Em 1969, passou a ser acompanhado pela banda baiana Raulzito e os Panteras, de Raul Seixas, que também virou seu produtor (iniciaram no Cine Roma, de Salvador, uma grande amizade). Segundo sua biografia, escrita por Marcelo Fróes, foi Jerry quem fez lobby para convencer o todo-poderoso da gravadora CBS na época, Evandro Ribeiro, a trazer Raulzito para ser seu produtor no Rio de Janeiro. Raul veio, fez um disco que não foi bem-sucedido e voltou para Salvador, mas Os Panteras ficaram acompanhando Jerry.

Em 1972, Jerry lançou o LP Pensa em Mim, com destaque para “Doce, Doce Amor”, parceria de Raulzito e de seu irmão Mauro Motta, talvez o seu maior sucesso da carreira (uma carreira pródiga em sucessos, como Lágrimas nos Olhos, Sheila e Ainda Queima a Esperança).

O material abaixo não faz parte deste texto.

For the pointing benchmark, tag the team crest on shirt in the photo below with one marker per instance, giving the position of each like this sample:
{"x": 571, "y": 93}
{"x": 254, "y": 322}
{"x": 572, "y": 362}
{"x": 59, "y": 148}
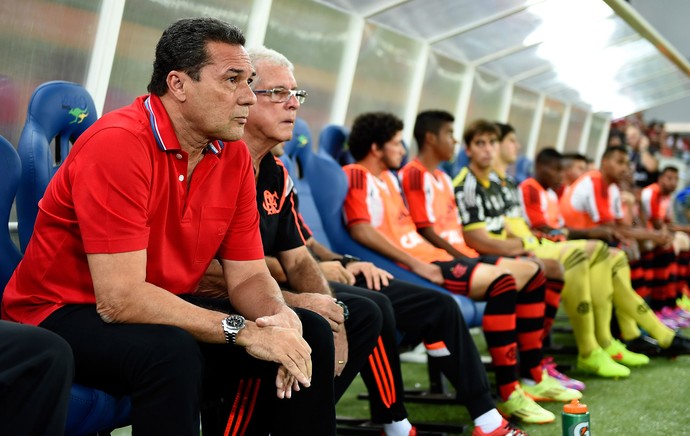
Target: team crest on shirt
{"x": 270, "y": 203}
{"x": 458, "y": 270}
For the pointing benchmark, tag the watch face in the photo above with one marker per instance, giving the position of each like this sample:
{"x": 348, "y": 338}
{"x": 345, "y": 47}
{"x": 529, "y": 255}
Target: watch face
{"x": 235, "y": 321}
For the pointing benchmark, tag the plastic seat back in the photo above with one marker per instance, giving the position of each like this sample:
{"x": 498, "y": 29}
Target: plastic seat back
{"x": 328, "y": 184}
{"x": 10, "y": 174}
{"x": 333, "y": 141}
{"x": 58, "y": 113}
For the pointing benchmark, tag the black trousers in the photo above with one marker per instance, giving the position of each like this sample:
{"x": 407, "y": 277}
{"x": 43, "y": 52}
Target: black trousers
{"x": 171, "y": 377}
{"x": 36, "y": 369}
{"x": 432, "y": 317}
{"x": 363, "y": 328}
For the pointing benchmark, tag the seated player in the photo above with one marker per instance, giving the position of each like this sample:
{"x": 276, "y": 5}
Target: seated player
{"x": 594, "y": 200}
{"x": 655, "y": 200}
{"x": 492, "y": 223}
{"x": 377, "y": 217}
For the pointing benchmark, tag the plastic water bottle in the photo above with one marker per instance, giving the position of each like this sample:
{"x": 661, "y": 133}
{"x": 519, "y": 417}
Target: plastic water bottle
{"x": 575, "y": 419}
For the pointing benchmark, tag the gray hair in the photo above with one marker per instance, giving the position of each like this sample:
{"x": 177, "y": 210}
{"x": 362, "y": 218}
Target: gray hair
{"x": 262, "y": 54}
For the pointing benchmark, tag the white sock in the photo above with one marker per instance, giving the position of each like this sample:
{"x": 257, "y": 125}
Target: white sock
{"x": 398, "y": 428}
{"x": 489, "y": 421}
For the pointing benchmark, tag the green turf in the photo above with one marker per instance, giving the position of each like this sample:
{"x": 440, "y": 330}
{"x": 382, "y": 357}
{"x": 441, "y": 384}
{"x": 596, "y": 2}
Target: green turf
{"x": 652, "y": 401}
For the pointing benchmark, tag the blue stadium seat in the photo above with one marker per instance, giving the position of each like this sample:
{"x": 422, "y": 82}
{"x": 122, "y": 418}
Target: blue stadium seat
{"x": 452, "y": 168}
{"x": 327, "y": 187}
{"x": 58, "y": 113}
{"x": 333, "y": 140}
{"x": 10, "y": 173}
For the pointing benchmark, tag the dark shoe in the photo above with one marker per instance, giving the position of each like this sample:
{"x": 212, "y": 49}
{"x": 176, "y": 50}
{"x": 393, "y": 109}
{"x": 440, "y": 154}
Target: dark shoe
{"x": 680, "y": 345}
{"x": 644, "y": 344}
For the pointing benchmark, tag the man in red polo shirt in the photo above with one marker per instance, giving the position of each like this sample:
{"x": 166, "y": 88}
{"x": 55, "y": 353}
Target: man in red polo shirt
{"x": 594, "y": 200}
{"x": 148, "y": 196}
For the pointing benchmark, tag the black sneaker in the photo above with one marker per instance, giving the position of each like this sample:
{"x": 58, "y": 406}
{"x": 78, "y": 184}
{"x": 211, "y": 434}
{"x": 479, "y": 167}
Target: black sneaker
{"x": 644, "y": 344}
{"x": 679, "y": 346}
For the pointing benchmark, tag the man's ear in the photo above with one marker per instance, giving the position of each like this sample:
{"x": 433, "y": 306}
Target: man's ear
{"x": 176, "y": 81}
{"x": 375, "y": 149}
{"x": 430, "y": 138}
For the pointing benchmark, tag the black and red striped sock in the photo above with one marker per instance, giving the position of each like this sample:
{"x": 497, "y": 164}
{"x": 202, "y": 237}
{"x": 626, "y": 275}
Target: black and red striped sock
{"x": 499, "y": 330}
{"x": 529, "y": 311}
{"x": 552, "y": 300}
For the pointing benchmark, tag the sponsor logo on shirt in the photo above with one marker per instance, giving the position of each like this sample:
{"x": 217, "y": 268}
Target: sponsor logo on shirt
{"x": 270, "y": 203}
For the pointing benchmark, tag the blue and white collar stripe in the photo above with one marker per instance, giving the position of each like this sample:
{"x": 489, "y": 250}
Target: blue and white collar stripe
{"x": 215, "y": 149}
{"x": 154, "y": 124}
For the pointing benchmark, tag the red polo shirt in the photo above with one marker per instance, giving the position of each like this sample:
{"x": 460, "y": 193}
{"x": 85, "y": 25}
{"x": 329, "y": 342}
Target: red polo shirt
{"x": 123, "y": 188}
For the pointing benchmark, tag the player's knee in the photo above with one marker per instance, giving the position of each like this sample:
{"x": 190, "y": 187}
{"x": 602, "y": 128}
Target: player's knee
{"x": 553, "y": 269}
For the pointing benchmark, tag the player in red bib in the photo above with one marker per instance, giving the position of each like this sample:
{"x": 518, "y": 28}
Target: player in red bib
{"x": 377, "y": 217}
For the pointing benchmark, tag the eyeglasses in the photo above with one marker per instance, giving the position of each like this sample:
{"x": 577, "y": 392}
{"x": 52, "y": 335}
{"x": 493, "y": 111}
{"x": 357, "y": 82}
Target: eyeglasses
{"x": 281, "y": 95}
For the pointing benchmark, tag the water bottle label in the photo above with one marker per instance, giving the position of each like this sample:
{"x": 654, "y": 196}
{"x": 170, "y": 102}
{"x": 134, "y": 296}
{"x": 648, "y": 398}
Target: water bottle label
{"x": 579, "y": 429}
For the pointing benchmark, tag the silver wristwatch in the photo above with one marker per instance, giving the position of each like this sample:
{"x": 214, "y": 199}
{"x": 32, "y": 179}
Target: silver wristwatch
{"x": 231, "y": 326}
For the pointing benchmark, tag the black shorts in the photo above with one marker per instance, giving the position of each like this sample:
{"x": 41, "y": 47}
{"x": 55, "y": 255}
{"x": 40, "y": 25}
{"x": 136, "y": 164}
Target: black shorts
{"x": 457, "y": 273}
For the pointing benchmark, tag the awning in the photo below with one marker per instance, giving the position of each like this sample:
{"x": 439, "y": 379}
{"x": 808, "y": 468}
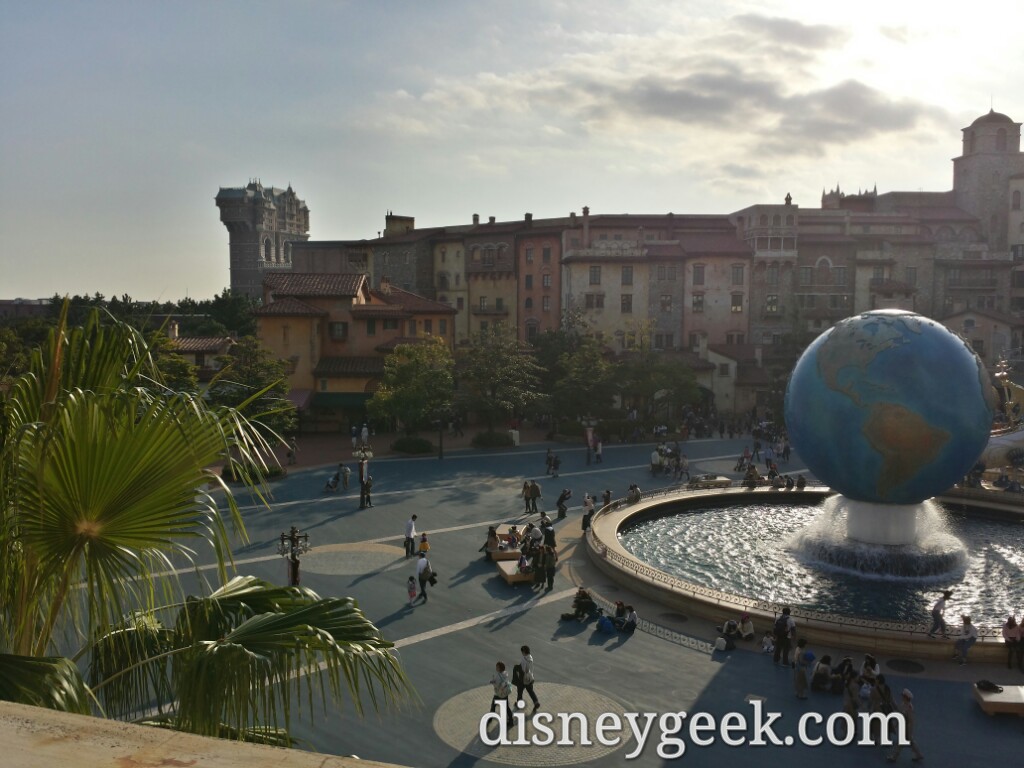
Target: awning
{"x": 300, "y": 398}
{"x": 341, "y": 399}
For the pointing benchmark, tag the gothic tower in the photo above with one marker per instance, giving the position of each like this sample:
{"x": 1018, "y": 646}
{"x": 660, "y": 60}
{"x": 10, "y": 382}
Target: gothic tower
{"x": 262, "y": 222}
{"x": 991, "y": 157}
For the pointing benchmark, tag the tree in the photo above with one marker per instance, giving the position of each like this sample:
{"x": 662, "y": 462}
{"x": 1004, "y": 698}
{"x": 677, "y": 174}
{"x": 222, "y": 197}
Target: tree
{"x": 497, "y": 376}
{"x": 251, "y": 380}
{"x": 103, "y": 478}
{"x": 417, "y": 385}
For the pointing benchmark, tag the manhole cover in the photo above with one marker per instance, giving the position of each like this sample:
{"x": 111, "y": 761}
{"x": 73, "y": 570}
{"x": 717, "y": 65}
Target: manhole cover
{"x": 675, "y": 616}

Ainda na década de 1970, arrisca-se em carreira internacional, com turnês por diversos países (Venezuela, Peru, Estados Unidos, México e Canadá, entre outros). Em 1997, gravou duas canções para novelas da Rede Globo: “Engenho”, de Aldir Blanc e Ricardo Feghali (na trilha de Indomada) e “Con Te Partiró”, trilha de Zazá. Em 1999, lança o CD Forza Sempre, em italiano, com canções do notório gêmeo vocal, Renato Russo (que era barítono).

No final da vida, utilizava com grande desenvoltura a extensão da voz de tenor para interpretar e gravar um leque amplo de canções, que ia de You’ve Changed, de Carl Fischer e Bill Carey (sucesso de Nat King Cole e Billie Holiday), a Quando, de Pino Danieli, e Hier Encore, de Charles Aznavour. Também encarava exemplares difíceis da música brasileira, como Lembra de Mim, de Ivan Lins e Vitor Martins, e A Medida da Paixão, de Lenine e Dudu Falcão.